I worked today on planting the last potatoes and green beans, transplanting celery, and trying to finish the deer fence around our main garden (back yard)



The deer have never eaten our rhododendrons, which are currently at their peak as well...


May 30
Since the area is crowded (by our standards) on Memorial Day weekend  (like the two large RV's and 10 cars next door), we headed up into the Inland Paper land to explore some of the logging roads, bringing our bikes and dog in the pickup...

This fuzzy headed herb was a new one to us..


The lupines were in full bloom and these blue beetles were all over them, mating and probably eating the flowers..  A quick google yielded no suggestions of their identity...


This was another new flower, growing in only one sandy patch that we saw,  they are small and easily overlooked except for the lovely color.


The logging roads were put in at regular intervals going up the ridge for practical purposes, but there were many stretches that yielded great views of the area.  Here is most of Spirit Lake visible at a glance, minus the Mill Pond, which was on the other side at the left end of the ridge...


This is the view looking east from the ridge to the town of Spirit Lake, then with Silverwood and parts of Athol and the Cabinet mountains on the east side of Lake Pend O'Reille.   Being longtime residents, seeing the layout from a couple thousand feet higher is always interesting...  The big brown patch near the middle is a new set of soccer and other ball fields going in at Volunteer Park.
On the way down the ridge we saw an elk cow and her calf on the road...

May 31

I started the month with a fish photo, and today the Mill Pond was calm enough to see the fish again, so:

I think it's a bass and a sunfish locally known as a pumpkin seed...
 
Books read and other media of note
Road Dogs by Elmore Leonard.  No one is more deft at handling cool dialogue, plot twists, and complex characters.   Like the seedy pseudonym of Donald Westlake (Richard Stark), this focuses on the bad guys rather than the good, but either direction it's a fun ride, and there's always a bit of  yin in the yang...

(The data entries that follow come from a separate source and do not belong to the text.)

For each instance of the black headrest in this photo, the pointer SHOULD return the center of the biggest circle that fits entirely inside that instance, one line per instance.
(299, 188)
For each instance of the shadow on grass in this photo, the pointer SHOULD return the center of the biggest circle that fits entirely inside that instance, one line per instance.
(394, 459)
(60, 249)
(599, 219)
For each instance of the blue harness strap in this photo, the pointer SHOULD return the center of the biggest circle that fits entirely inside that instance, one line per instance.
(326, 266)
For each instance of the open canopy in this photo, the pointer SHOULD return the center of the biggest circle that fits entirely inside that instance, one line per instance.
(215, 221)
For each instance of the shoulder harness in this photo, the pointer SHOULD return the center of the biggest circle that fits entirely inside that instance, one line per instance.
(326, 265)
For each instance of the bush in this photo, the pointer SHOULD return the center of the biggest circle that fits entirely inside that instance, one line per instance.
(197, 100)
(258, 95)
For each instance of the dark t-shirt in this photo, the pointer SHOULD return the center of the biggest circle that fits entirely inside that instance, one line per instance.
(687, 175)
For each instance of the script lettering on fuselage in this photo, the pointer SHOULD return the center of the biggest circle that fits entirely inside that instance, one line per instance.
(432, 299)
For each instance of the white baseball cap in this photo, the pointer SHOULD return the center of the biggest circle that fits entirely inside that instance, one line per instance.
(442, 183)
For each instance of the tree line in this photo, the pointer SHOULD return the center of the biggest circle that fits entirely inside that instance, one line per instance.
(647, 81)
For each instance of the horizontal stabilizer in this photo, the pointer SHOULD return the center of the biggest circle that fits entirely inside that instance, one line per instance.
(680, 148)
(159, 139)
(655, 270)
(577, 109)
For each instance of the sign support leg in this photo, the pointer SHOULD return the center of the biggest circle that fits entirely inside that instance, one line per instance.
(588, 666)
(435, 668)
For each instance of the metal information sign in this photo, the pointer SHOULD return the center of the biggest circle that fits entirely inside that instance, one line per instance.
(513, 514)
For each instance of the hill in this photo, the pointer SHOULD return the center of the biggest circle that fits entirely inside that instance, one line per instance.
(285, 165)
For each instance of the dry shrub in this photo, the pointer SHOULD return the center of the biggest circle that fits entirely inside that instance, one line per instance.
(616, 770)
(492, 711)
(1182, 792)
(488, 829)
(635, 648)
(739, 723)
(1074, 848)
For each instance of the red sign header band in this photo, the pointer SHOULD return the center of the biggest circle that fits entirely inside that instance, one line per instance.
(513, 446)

Once a crooked Man by David McCallum.  From the Wikipedia article, apparently I wasn't the only one who thought Illya Kurakin was way cooler than stuffy Napoleon Solo, but that's the past.  Now I wish when I'm 82 I could write as ripsnorting and sexy a thriller as David McCallum has for a first novel.   And the guy is a musician too.  Sigh.

Dog Tags by David Rosenfelt   Good suspense, good humor, good plot, good pageturner...

Brush Back by Sara Paretsky  I've read most of Paretsky's work, and spent the first half of the novel admiring the realistic back story and world she created for V.I. and the clever way of using baseball terminology for each tractor.  But (spoiler alert) I felt like the plot fell together in such a way that I wouldn't have been surprised if Zaphod Beeblebrox and the Heart of Gold also showed up at Wrigley Field at the same time.